At Influence Central, we recently had a family-focused campaign for a national brand, in which we engaged a high-level social influencer family. The Dad turned out to be sending inappropriate texts to an underage fan, who in turn flagged the texts for her mother. Screenshots of the texts got leaked on social media. As the controversy broke, the brand cut ties immediately and Influence Central ensured that all brand content was taken down. This not only preserves brand values but sends a message to all creators that the behavior won’t be tolerated.
At the end of the day, brand reputation, bottom-line profits and future influencer trust are just a few of the impacts severed partnerships can have on brands. In addition to the marketing plans and budget allowance, an influencer of Jeffree Star’s status brings in a huge revenue stream with the actual retail product sold and collaborative product lines. Despite ultimately severing ties, in the time it takes to make the decision, a brand can lose a significant customer base. While some will return once they feel the brand has done right by them, it is much easier to lose followers/customers than gain their trust back.
By association, consumers remember the brand as endorsing this behavior and it can create powerful harm to a brand reputation- from boycotting of products to, in the case of Morphe, having other creators, such as Jacki Aina in this instance, refuse to work with the brand. A brand that has sunk as much money and energy into an influencer of Star’s caliber may not be quick to trust another partner of similar status.
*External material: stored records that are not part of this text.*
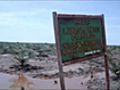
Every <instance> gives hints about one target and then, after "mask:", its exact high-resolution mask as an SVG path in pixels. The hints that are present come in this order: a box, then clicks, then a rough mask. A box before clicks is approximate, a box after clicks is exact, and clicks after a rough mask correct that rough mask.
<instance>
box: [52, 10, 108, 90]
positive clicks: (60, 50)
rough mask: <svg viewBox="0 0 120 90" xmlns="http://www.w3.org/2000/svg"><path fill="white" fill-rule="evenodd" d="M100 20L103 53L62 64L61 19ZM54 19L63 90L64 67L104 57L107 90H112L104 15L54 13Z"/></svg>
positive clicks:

Controversy can prove a double-edged sword: the swirl of controversy itself driving powerful impressions and engagements. The flip-side is the destructive nature of that controversy when it repels consumers away. There’s a fine line brands must walk between controversial and offensive. A brand may continue to work with a controversial influencer as (similar to mainstream celebrities) talent of that status tends to be big personalities. Not everyone is going to like or agree with them on every basis. In some cases, the brand may feel their customer does resonate with that person. When an influencer crosses the line to offensive, as Star has with racially insensitive content, a socially responsible brand will make the decision to cut ties.
The ultimate takeaway: Brands need to do their homework, with an in-depth look at the social media content as well as offline behavior of an influencer. They need to ensure values align and make sure their agreements contain a morals clause as discussed above. It’s imperative to look into the history of that influencer in terms of prior content they’ve posted even before reaching macro status. Lastly, they should find a seasoned influencer marketing partner to help them navigate the high-end influencer space, and safely avoid or best navigate any damage that occurs.